In the last few decades scholarly opinions about the dates and authorship of these individual sources have varied wildly. While some scholars argue that the texts were composed and edited during the existence of the united monarchy and the kingdoms of Judah and Israel (C. 1000-586 BCE), others insist that they were late compositions, collected and edited by priests and scribes during the Babylonian exile and the restoration (in the sixth and fifth centuries), or even as late as the Hellenistic period (fourth-second centuries BCE). Yet all agree that the Pentateuch is not a single, seamless composition but a patchwork of different sources, each written under different historical circumstances to express different religious or political viewpoints.

Two Versions of Israel's Later History

The first four books of the Bible -- Genesis, Exodus, Leviticus, and Numbers -- seemed to be the result of a skillful interweaving of the J, E, and P sources. Yet the fifth, the book of Deuteronomy, was an entirely different case. It bears a distinctive terminology (shared by none of the other sources) and contains an uncompromising condemnation of worship of other gods, a new view of God as completely transcendent, and the absolute prohibition of the sacrificial worship of the God of Israel in any place but the Temple in Jerusalem. Scholars long ago recognized this book's possible connection to the otherwise mysterious "book of the Law" discovered by the high priest Hilkiah in the course of renovations to the Temple during the reign of King Josiah -- in 622 BCE. As narrated in 2 Kings 22:8-23:24, this document became the inspiration for a religious reform of unprecedented severity.

The impact of the book of Deuteronomy on the ultimate message of the Hebrew Bible goes far beyond its strict legal codes. The connected historical narrative of the books that follow the Pentateuch -- Joshua, Judges, 1 and 2 Samuel, 1 and 2 Kings -- is so closely related to Deuteronomy linguistically and theologically that it has come to be called by scholars since the middle of the 1940s the "Deuteronomistic History." This is the second great literary work on the history of Israel in the Bible. It continues the story of Israel's destiny from the conquest of the promised land to the Babylonian exile and expresses the ideology of a new religious movement that arose among the people of Israel at a relatively late date. This work too was edited more than once. Some scholars argue that it was compiled during the exile in an attempt to preserve the history, culture, and identity of the vanquished nation after the catastrophe of the destruction of Jerusalem. Other scholars suggest that in the main, the Deuteronomistic History was written in the days of King Josiah, to serve his religious ideology and territorial ambitions, and that it was finished and edited a few decades later in exile.

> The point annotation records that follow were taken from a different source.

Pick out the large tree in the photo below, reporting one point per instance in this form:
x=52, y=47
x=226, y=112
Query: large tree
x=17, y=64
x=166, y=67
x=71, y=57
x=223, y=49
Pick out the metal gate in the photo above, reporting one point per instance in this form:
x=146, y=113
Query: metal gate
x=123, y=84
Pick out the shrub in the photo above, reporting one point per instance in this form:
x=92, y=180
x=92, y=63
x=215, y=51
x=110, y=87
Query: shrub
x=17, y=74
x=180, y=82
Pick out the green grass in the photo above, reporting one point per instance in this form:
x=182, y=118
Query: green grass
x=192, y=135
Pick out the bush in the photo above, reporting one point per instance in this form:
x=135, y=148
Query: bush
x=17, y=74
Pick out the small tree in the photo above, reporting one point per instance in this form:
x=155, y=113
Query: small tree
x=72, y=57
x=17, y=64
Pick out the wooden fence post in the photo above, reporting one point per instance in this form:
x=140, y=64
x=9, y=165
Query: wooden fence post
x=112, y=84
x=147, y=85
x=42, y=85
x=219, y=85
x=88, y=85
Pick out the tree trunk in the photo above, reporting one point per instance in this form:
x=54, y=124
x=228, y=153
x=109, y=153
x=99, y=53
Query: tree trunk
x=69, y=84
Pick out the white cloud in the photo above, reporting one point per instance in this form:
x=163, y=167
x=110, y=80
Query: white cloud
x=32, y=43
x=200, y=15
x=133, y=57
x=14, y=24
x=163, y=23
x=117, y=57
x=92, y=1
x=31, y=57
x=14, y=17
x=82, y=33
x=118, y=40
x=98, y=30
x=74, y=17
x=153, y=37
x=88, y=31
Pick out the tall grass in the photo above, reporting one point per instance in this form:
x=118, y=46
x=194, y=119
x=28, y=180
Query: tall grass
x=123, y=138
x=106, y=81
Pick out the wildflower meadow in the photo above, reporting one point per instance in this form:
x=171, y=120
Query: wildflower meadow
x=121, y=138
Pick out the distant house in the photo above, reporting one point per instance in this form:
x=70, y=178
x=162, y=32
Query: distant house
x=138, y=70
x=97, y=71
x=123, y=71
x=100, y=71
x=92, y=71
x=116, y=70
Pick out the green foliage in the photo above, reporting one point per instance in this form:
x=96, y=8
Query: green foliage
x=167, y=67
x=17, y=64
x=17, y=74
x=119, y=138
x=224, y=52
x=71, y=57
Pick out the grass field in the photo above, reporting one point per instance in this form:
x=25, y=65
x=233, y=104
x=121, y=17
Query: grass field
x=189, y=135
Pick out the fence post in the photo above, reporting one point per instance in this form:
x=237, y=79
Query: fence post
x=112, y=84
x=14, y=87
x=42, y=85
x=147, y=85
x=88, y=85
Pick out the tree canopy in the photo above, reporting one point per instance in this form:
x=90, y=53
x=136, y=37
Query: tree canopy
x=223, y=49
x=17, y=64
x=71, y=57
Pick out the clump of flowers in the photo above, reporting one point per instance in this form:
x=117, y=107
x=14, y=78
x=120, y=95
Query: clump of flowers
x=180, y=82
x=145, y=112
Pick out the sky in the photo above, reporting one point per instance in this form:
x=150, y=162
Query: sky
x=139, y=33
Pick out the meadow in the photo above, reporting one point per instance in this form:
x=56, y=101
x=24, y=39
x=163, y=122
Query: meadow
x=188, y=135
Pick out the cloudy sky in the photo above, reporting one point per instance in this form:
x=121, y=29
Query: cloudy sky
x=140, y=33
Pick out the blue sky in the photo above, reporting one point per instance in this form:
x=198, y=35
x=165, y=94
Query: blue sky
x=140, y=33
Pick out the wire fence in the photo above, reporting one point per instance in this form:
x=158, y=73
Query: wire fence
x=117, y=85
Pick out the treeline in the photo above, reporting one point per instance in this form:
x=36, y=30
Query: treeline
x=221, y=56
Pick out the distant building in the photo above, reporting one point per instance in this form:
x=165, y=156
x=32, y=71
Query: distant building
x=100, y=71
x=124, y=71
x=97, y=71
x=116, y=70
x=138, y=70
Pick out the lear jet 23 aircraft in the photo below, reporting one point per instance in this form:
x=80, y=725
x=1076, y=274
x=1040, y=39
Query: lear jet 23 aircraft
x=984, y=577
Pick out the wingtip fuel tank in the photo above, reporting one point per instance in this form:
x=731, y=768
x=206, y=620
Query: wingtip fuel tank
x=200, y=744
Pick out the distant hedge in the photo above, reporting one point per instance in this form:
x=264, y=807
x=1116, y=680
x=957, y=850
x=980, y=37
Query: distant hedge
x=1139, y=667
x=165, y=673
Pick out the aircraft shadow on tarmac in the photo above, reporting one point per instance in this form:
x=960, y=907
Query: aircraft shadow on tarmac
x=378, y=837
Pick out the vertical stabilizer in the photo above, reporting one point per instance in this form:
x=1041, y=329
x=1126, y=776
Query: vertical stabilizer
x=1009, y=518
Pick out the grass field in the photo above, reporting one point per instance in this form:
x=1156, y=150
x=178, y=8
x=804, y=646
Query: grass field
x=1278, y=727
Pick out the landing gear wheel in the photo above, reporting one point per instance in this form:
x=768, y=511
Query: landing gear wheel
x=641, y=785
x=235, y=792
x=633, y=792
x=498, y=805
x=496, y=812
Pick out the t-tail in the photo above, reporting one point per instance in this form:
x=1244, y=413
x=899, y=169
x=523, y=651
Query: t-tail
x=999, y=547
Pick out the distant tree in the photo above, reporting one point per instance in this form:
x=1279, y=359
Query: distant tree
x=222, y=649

The books of Chronicles -- the third great historical work in the Bible, dealing with pre-exilic Israel -- were put in writing only in the fifth or fourth century BCE, several centuries after the events they describe. Their historical perspective is sharply slanted in favor of the historical and political claims of the Davidic dynasty and Jerusalem; they almost entirely ignore the north. In many ways Chronicles uniquely reflects the ideology and needs of Second Temple Jerusalem, for the most part reshaping an historical saga that already existed in written form. For these reasons we will make minimal use of Chronicles in this book, keeping our focus on the earlier Pentateuch and Deuteronomistic History.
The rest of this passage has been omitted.